5. Poprzeczna rana o długości około 6 cm. zadana ciosem szabli na górną część klatki piersiowej. Ostrze szabli przeszło pomiędzy 2 i 3 żebrem, rozcinając uprzednio część kości piersiowej. Ostrze spowodowało duży siniec po przeciwnej stronie od wejścia rany, w miejscu, gdzie uniosło skórę bez jej uszkodzenia.
6. Na koniec, ostatni cios szablą w prawe ramię, nieco powyżej stawu łączącego z przedramieniem, niezbyt głęboka, ukośna rana biegnąca od łokcia do barku.
Kontynuując obdukcję innych części ciała, znalazłem je w ich normalnym stanie. Przy zebranych, obecnych świadkach, zaświadczam, że przeprowadziłem obdukcję ran bez żadnych nacięć własnych, co podpisuję,
Virvaux, chirurg 40-go pułku piechoty liniowej”

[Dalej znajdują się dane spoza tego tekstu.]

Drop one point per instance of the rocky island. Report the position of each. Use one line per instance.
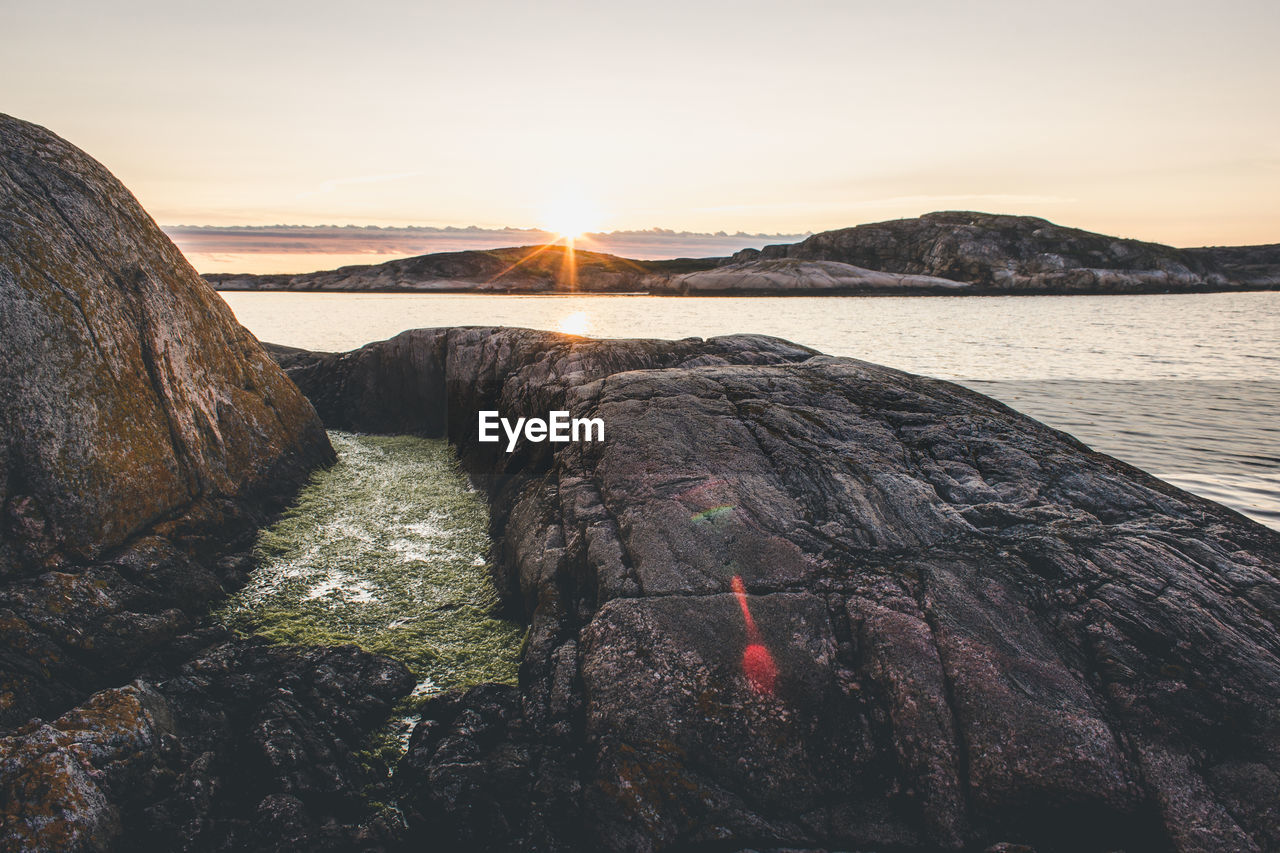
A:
(791, 601)
(938, 254)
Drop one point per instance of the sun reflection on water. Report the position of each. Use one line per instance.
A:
(575, 323)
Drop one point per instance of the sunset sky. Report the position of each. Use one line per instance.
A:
(1151, 119)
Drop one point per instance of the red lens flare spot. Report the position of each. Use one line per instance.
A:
(758, 665)
(760, 671)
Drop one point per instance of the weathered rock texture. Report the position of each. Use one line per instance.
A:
(956, 628)
(246, 747)
(142, 432)
(937, 254)
(129, 389)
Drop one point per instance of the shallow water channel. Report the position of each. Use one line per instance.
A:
(385, 550)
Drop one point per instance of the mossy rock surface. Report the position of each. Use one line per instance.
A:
(388, 551)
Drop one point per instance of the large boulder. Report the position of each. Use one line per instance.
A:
(795, 601)
(129, 391)
(144, 432)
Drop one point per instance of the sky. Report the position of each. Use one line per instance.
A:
(1148, 119)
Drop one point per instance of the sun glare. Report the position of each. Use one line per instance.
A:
(571, 218)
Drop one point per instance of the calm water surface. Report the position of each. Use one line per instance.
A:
(1183, 386)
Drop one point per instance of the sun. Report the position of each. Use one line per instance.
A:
(571, 217)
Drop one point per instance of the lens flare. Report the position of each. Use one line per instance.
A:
(758, 665)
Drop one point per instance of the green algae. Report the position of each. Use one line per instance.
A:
(385, 550)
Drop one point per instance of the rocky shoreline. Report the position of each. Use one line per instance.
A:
(938, 254)
(791, 601)
(982, 632)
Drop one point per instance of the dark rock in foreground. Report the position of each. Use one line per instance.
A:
(810, 602)
(243, 747)
(937, 254)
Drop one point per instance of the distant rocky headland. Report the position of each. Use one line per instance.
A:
(792, 601)
(944, 252)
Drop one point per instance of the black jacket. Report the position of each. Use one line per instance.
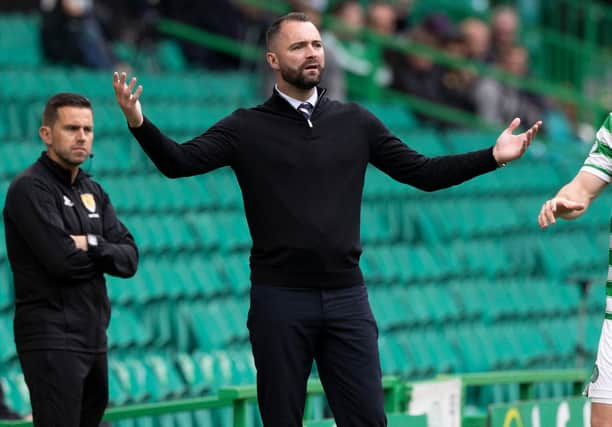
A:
(301, 185)
(60, 291)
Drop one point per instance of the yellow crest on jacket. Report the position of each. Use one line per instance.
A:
(88, 201)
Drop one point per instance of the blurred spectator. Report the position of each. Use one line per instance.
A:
(130, 21)
(477, 36)
(418, 75)
(221, 17)
(19, 5)
(361, 60)
(497, 102)
(504, 30)
(457, 83)
(382, 18)
(403, 15)
(71, 34)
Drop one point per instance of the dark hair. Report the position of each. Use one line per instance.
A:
(63, 100)
(274, 29)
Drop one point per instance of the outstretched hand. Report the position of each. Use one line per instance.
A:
(510, 147)
(558, 207)
(127, 99)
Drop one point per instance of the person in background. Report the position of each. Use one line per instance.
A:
(571, 202)
(62, 236)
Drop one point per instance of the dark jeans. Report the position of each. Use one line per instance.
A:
(67, 389)
(291, 327)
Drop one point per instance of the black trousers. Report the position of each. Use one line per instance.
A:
(67, 389)
(289, 328)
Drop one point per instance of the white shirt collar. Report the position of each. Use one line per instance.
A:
(296, 102)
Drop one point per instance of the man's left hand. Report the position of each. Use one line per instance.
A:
(80, 242)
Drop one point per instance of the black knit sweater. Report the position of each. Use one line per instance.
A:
(302, 186)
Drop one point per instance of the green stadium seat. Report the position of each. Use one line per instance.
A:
(168, 380)
(17, 395)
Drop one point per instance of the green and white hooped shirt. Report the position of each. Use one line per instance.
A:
(599, 163)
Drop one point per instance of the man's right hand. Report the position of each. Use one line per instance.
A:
(127, 99)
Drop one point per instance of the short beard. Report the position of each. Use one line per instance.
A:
(299, 80)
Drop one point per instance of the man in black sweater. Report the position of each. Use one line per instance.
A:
(62, 235)
(301, 170)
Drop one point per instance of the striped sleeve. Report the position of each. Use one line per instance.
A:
(599, 161)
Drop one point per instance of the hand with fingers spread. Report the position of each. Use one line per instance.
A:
(127, 99)
(510, 147)
(558, 207)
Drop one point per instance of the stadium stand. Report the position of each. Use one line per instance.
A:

Śmiertelne okazały się rany 4 i 5. W głowę z uszkodzeniem mózgu i cios szablą w pierś, który przeciął mostek i niemalże przebił księcia na wylot.

Chciałbym w tym miejscu, przedstawić małą notę biograficzną sierżanta 10-go pułku huzarów, który zadał powyższe rany księciu Ludwikowi Ferdynandowi. Dla ścisłości należy zaznaczyć – francuskie źródła podają, że gdy Guindey zażądał poddania się księcia, w zamian otrzymał dwa cięcia szablą, za co w zamian zadał sześć ciosów szablą.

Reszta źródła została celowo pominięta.